Ancient History & Civilisation

Free movement

The cultural interaction that defined the Roman Empire was not something that took place only within peoples’ heads, whether humble potters or ancient theorists. And it was not merely a matter of different local accommodations to the power of Rome, although that was an important part of it. There were also massive movements of peoples and goods across the empire, which intensified this cultural diversity while bringing enormous profits to some and making victims out of others. This was a world in which people could, as never before on this scale, make their homes, their fortunes or their graves thousands of miles away from where they were born; in which the population of Rome relied on basic food grown at the edges of the empire; and in which trade distributed new tastes, smells and luxuries – spices, ivory, amber and silks – from one end of the Mediterranean to the other and beyond, and not only to the super-rich. Among the precious possessions of a fairly ordinary house in Pompeii was a delicate ivory figurine made in India; and a document from Vindolanda shows that quantities of pepper, from the Far East, were being sold to the garrison there.

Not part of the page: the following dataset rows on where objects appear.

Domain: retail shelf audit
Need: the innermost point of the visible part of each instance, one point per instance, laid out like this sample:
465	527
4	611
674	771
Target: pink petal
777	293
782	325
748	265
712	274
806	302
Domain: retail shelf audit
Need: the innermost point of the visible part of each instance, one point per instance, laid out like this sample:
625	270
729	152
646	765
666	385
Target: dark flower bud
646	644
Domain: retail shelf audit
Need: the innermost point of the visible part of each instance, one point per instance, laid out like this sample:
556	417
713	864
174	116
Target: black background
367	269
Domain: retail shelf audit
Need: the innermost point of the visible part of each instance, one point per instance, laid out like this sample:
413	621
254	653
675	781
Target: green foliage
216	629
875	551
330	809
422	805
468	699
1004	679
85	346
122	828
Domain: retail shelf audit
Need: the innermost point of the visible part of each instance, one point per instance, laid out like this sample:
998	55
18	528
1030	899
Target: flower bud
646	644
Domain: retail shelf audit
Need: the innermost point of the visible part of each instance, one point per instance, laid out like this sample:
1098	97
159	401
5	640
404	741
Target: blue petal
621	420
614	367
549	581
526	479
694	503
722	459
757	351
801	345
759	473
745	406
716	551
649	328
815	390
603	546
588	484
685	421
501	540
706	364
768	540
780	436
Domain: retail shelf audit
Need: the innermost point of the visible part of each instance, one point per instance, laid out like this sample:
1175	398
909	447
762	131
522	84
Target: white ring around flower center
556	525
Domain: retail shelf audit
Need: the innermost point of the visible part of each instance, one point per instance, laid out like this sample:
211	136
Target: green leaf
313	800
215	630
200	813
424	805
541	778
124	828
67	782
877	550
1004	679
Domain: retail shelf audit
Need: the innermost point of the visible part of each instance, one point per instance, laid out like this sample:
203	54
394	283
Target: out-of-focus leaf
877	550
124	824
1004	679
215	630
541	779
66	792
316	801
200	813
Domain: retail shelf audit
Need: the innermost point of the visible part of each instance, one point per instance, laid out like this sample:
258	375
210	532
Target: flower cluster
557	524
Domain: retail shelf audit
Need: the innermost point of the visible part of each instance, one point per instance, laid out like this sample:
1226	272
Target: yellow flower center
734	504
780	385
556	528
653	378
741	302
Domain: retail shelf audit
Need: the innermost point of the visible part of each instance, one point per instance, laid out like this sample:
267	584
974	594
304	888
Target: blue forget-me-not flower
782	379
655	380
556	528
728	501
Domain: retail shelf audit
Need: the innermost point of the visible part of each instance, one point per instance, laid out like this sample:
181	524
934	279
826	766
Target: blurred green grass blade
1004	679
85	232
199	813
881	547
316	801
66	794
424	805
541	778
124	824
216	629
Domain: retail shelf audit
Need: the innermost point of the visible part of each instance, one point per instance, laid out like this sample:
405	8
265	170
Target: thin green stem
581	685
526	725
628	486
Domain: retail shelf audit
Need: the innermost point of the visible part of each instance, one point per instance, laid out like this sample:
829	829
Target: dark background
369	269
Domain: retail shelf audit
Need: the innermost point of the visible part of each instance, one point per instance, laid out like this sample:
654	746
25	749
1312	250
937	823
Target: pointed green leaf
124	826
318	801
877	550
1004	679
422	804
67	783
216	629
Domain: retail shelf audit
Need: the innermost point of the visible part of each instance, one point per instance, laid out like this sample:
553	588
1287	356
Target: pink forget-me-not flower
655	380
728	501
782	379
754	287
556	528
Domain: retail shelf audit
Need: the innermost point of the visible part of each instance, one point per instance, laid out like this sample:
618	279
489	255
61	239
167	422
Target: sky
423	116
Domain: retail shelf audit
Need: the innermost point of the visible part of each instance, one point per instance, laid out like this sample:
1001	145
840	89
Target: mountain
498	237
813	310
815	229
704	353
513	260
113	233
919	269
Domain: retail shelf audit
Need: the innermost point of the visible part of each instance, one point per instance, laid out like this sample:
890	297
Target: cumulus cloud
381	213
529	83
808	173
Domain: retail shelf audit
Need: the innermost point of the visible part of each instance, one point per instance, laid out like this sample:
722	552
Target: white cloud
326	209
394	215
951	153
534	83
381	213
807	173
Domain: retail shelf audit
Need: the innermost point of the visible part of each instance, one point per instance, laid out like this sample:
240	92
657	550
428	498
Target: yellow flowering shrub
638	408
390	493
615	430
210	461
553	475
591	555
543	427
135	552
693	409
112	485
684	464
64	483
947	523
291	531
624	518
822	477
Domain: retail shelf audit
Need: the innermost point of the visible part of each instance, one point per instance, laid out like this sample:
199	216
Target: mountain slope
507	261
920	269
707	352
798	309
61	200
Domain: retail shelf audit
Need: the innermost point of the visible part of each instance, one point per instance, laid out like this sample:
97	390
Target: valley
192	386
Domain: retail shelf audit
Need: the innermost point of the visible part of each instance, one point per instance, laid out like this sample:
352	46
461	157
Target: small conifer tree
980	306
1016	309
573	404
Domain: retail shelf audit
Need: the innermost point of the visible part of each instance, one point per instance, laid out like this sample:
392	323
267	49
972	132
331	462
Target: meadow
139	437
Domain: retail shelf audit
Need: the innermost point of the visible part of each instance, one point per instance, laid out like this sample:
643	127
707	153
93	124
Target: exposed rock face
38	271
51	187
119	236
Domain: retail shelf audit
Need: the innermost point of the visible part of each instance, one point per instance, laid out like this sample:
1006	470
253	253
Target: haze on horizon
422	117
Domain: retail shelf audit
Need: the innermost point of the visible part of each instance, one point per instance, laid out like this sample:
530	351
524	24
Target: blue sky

The routes into Italy from the rest of the empire were an important axis of this movement. Everything that Rome wanted was sucked into the metropolis. People were one of those commodities. Packed as the city was, the human death rate – from malaria and infections, as well as the other regular dangers to ancient life – meant that there was always the room, and the need, for more. Some of them were slaves, picked up in war or now more likely the victims of an unsavoury trade of people trafficking that made the margins of the Roman world a dangerous place to live. Others must have migrated to the city with hopes and aspirations or out of desperation. Their stories are largely lost to us; but the short epitaph of a young man called Menophilos, who died in Rome, had come ‘from Asia’ and was skilled in music (‘I never uttered offensive words, and I was a friend of the Muses’), hints at the innocent ambitions of some of those who thought that the streets of the capital were paved with gold.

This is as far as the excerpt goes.